Random effects estimation proved to be most suitable for estimating approved FDI, while a pooled OLS model performed statistically better for the estimations of realized FDI. One-year lagged explanatory variables were used to estimate their impact on FDI inflows. The results show that the determinants of approved FDI and realized FDI are similar. The FDI home country’s GDP, bilateral trade, and the exchange rate have a positive impact on inward FDI flows into Cambodia. Geographical distance negatively affects the level of FDI inflows in Cambodia. This explains that a large share of FDI inflows over the period under consideration largely came from developing Asian neighbouring countries.

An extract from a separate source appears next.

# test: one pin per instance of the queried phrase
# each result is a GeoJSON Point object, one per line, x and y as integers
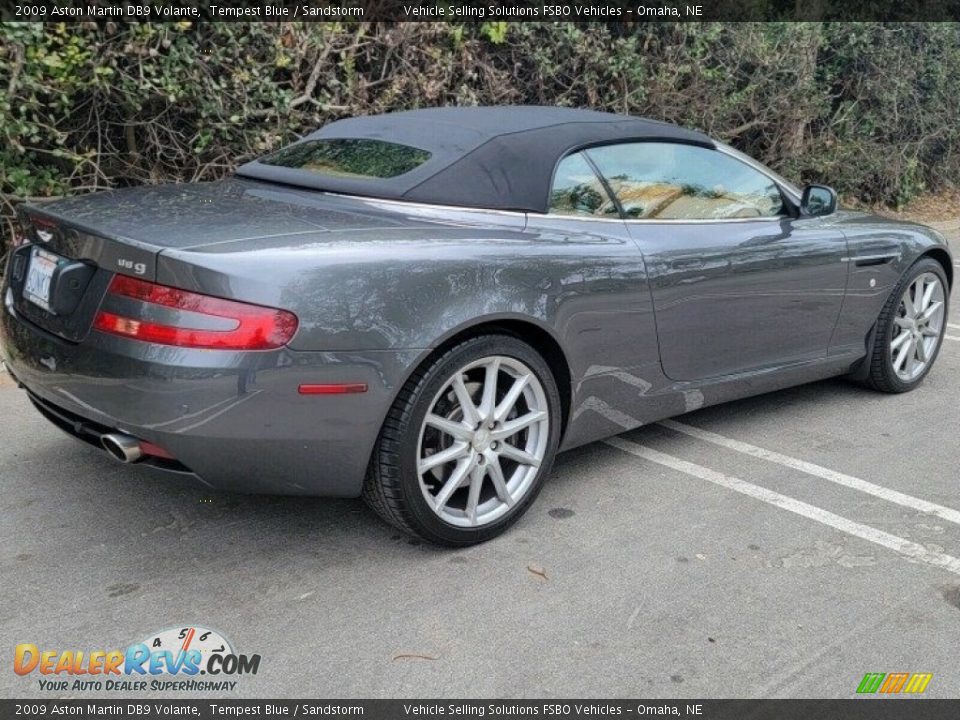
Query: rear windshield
{"type": "Point", "coordinates": [350, 158]}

With respect to the policy implications for Cambodia, it is interesting to stress that international trade is shown to have a major impact on FDI inflows into the country. Therefore, a further liberalization of Cambodia’s international trade should attract more inward FDI, which in turn is expected to generate some positive externalities in the economy. Improving the political risk score is shown to have created a favourable environment for attracting foreign investments. As the home country GDP is a main driving force of inward FDI flows into Cambodia, it follows that the country’s ability to attract inward FDI is, to some extent, beyond its control and depends on the GDP growth of the world economy and specific home countries. Thus, the Cambodian Government should devote much more effort in creating ‘‘pull factors’’ for the country, e.g. by improving its institutions, infrastructure and legal systems, by the removal of administrative barriers, etc. which can result in dynamic positive effects of inward FDI and economic growth, in addition to stimulating technology transfer to the country.
As to the role that regional economic integration played in the inflow of FDI in Cambodia, it is found that investment inflows driven by increased international trade with the other member countries has been significant. Yet, no additional impact was detected from Cambodia’s ASEAN membership per se. Much impact on inward FDI in the country can be assigned to the costs associated with doing business abroad (information cost, monitoring cost, transportation costs of supplying raw materials and intermediate inputs to the host country, etc.) which was proxied by distance. In the future, the role of international trade and distance will increase further, as they will be much affected by the regional integration process. With the deepening of ASEAN integration and the creation of the ASEAN Economic Community, it can therefore be expected that more FDI will flow into Cambodia from the more developed ASEAN neighbours Singapore, Malaysia and Thailand. It remains to be seen, however, how investment from China, Japan and South Korea, as the three major partner countries involved in the so called ‘ASEAN+3 process’, and from the ASEAN countries into China, will develop.